Plus nuancée, plus en voix, Christiane Karg donne une vision touchante de Marguerite — et de son penchant, la pénitente de la troisième partie. Celle qui tire le mieux son épingle du jeu c’est peut-être Johanna Wallroth dans une ribambelle de rôles (Marthe / Souci / le plus jeune ange / Pénitente / Magna Peccatrix) où elle a l’occasion de montrer un très joli timbre, une grande facilité d’émission et une gra0nde aisance avec sa partition. Andrew Staples fait preuve aussi d’une grande aisance et de beaucoup de finesse dans ses différents rôles. Bien campé par les Méphisto de Falk Struckmann, et bonne participation de tous les autres interprètes, Rebecka Wallroth, Annelie Sophie Müller, Natalia Paula Quiroga Romero, Jesús Hernández Tijera et Patricia Westley.

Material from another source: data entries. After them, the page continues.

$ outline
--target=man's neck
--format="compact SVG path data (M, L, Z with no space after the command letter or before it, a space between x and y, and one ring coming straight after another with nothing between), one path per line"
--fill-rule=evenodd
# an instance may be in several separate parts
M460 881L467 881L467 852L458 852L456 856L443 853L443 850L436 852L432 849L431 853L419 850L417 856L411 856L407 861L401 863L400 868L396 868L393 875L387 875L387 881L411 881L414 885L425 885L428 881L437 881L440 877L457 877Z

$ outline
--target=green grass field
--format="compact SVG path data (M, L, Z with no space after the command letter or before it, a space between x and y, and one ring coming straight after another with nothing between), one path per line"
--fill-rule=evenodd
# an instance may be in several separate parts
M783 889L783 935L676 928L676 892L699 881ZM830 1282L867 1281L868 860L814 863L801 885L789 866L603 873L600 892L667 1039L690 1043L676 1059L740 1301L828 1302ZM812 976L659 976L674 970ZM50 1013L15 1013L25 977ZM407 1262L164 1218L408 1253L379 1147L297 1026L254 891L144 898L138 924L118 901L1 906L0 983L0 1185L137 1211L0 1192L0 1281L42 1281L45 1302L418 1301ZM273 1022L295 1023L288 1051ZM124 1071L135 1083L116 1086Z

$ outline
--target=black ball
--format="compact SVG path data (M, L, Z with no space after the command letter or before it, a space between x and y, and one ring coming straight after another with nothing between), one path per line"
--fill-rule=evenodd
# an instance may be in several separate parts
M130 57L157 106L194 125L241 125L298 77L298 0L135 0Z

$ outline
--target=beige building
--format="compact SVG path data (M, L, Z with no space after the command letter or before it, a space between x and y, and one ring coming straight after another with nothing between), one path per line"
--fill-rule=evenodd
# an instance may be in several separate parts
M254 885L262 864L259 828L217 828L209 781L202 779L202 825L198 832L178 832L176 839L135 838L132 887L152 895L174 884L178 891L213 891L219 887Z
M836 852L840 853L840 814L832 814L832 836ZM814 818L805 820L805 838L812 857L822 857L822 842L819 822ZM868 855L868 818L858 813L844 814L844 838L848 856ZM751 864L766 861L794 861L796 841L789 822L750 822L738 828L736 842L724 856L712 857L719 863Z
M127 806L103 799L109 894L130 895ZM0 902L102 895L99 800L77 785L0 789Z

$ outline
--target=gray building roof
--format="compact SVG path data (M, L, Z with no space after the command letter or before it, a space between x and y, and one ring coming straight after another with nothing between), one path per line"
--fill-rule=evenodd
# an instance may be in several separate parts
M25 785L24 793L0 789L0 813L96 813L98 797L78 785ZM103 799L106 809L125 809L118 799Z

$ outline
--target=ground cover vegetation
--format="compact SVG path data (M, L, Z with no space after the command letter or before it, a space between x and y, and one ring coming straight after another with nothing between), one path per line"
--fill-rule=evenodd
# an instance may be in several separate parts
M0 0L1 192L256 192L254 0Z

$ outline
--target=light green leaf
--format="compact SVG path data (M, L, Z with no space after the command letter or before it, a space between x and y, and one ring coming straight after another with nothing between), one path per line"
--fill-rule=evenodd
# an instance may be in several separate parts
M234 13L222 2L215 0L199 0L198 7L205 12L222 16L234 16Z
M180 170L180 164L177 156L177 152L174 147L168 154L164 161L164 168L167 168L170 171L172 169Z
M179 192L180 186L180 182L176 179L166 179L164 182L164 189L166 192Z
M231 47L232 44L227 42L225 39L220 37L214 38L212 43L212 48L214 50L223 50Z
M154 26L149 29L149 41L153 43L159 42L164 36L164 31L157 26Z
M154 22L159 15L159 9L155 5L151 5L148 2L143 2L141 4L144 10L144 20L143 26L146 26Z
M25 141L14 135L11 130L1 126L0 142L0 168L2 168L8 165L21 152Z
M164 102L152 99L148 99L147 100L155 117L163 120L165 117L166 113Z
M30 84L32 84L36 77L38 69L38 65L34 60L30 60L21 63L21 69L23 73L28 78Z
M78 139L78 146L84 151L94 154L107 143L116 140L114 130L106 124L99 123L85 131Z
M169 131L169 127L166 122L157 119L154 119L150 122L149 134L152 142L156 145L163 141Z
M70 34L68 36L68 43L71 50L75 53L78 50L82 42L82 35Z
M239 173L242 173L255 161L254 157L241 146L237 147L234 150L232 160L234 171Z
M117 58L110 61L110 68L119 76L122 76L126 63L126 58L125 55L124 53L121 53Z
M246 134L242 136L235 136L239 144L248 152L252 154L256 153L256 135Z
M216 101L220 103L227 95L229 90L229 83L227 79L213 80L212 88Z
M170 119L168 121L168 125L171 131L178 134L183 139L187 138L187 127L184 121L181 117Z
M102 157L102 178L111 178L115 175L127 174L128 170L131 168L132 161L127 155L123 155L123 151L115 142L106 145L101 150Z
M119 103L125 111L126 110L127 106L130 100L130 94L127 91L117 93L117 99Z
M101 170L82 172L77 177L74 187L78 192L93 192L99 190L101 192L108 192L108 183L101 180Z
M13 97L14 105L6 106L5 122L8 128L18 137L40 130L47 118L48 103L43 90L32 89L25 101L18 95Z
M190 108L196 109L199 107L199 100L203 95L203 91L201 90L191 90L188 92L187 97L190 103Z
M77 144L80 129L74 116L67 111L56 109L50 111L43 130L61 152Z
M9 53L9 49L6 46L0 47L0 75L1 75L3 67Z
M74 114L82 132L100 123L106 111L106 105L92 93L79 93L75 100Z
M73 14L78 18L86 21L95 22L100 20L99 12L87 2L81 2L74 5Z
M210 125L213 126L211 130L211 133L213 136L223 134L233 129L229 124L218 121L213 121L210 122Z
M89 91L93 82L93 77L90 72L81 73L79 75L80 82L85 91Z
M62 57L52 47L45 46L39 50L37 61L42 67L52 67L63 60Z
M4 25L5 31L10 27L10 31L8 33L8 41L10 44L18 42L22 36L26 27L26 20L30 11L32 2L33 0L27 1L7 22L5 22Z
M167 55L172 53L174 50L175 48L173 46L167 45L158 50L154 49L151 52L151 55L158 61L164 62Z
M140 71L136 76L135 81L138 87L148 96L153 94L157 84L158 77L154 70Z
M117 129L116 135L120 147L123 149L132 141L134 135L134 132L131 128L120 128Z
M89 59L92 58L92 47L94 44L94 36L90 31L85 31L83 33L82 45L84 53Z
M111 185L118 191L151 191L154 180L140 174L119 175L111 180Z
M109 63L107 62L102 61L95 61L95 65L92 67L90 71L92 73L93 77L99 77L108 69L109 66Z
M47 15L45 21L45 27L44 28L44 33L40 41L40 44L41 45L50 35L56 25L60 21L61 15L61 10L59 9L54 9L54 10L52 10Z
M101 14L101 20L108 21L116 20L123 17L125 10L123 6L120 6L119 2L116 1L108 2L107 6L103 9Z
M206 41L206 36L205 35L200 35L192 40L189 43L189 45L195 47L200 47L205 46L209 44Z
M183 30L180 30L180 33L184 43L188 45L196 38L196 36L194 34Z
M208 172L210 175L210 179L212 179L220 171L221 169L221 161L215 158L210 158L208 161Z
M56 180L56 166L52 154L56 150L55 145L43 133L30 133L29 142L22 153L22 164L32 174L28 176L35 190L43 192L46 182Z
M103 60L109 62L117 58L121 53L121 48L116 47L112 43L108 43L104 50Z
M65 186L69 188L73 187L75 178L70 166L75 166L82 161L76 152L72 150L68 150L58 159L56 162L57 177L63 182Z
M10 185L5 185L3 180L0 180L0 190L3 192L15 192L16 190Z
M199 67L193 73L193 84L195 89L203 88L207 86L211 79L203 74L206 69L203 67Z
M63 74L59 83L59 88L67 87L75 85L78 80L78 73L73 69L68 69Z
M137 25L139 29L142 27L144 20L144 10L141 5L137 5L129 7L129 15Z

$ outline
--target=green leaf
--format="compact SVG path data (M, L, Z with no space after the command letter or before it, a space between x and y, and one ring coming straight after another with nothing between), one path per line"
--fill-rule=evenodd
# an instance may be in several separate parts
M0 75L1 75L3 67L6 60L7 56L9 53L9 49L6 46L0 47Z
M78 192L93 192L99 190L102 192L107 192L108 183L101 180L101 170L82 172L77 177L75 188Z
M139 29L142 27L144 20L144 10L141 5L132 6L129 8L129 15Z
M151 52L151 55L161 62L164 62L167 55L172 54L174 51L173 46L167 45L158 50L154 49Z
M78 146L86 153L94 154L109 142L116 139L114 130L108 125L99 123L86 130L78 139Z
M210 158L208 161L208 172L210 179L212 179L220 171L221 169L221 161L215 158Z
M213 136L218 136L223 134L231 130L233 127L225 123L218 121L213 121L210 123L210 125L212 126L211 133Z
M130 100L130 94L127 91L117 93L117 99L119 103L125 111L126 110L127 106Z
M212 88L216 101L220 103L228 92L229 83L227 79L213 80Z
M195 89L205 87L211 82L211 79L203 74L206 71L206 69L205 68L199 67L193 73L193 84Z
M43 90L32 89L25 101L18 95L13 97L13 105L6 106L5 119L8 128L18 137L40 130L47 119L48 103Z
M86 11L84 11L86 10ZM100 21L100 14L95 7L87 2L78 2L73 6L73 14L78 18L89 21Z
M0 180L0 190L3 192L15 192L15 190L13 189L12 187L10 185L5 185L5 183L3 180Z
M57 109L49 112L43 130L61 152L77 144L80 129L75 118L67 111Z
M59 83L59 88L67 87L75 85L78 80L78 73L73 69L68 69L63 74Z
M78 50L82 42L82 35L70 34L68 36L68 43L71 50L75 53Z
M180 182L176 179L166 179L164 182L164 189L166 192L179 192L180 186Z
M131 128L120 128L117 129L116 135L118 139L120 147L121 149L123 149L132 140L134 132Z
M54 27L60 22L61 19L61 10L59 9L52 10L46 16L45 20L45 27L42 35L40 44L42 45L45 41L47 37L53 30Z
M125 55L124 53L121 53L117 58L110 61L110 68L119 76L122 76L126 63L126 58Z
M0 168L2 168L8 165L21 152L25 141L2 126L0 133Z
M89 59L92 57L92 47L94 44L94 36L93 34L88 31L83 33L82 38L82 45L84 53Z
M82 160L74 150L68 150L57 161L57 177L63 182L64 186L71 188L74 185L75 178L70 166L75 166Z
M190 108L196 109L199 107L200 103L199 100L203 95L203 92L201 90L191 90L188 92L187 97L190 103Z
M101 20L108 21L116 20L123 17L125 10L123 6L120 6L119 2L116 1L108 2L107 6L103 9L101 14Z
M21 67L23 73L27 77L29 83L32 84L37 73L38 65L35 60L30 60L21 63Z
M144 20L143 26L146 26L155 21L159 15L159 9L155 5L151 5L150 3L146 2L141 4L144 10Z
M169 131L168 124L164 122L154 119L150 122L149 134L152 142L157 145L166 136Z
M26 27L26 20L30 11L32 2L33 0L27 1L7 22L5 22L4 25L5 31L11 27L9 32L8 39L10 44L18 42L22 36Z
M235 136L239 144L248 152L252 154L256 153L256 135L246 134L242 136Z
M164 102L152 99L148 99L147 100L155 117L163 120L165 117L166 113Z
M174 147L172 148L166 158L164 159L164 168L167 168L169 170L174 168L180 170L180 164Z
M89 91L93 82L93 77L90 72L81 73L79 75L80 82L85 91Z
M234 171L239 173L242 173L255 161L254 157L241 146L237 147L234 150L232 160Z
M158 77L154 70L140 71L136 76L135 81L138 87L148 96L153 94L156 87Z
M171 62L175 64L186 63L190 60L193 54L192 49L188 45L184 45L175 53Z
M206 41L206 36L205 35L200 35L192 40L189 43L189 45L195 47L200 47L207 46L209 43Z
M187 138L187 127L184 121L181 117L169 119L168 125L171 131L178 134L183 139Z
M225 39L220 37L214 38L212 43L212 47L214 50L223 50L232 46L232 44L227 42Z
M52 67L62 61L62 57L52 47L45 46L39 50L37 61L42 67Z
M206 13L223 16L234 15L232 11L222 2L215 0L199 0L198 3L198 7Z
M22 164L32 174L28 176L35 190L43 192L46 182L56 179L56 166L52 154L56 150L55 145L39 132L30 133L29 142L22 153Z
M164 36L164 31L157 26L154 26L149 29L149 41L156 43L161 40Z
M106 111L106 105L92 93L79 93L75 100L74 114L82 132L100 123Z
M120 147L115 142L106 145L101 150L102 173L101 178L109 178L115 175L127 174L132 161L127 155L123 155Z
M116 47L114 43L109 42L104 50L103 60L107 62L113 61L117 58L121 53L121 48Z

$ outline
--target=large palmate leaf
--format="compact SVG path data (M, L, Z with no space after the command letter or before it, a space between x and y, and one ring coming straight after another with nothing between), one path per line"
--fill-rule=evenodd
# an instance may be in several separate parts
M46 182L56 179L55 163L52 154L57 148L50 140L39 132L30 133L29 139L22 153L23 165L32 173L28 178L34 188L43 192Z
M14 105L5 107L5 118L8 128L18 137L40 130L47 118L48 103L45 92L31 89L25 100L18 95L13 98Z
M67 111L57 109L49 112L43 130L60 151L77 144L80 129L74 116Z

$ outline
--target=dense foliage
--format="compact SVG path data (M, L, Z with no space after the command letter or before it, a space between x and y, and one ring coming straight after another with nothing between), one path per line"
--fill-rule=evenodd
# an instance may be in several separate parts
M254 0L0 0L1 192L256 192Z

À la fin du concert, si les applaudissements semblent timides au début, une partie du public, convaincu par l’œuvre et par son interprétation, saluera avec enthousiasme et insistance.
Frédéric Léolla
13 avril 2024
Rome, dimanche 13 avril 2025. Auditorio Santa Cecilia, Parco della Musica Ennio Morricone. Szenen aus Goethes Faust (Scènes du Faust de Goethe), oratorio profane en trois parties et sept scènes. Musique Robert Schumann. Livret du compositeur d’après l’œuvre de J.W. Goethe. Avec Christian Gerhaher (Faust, Pater Seraphicus, Doctor Marianus), Christiane Karg (Gretchen / Büßerin / Una Poenitentium), Falk Struckman (Mephistopheles / Böser Geist), Johanna Wallroth (Marthe / Sorge / Jüngerer Engel / Büßerin / Magna Peccatrix), Rebecka Wallroth (Mangel / Jüngerer Engel / Büßerin / Maria Aegyptiaca / Mater Gloriosa), Andrew Staples (Ariel / Pater Ecstaticus / Vollendeterer Engel / Jüngerer Engel), Annelie Sophie Müller (Schuld, Mulier Samaritana), Natalia Paula Quiroga Romero (Büßerin Soprano II), Jesús Hernández Tijera (tenore II), Patricia Westley (Noth, / Büßerin Soprano IV). Orchestra, Coro e Voci Bianche dell'Accademia Nazionale di Santa Cecilia. Maestro del coro Andrea Secchi. Maestra del coro di voci bianche Claudia Morelli. Direction musicale, Daniel Harding.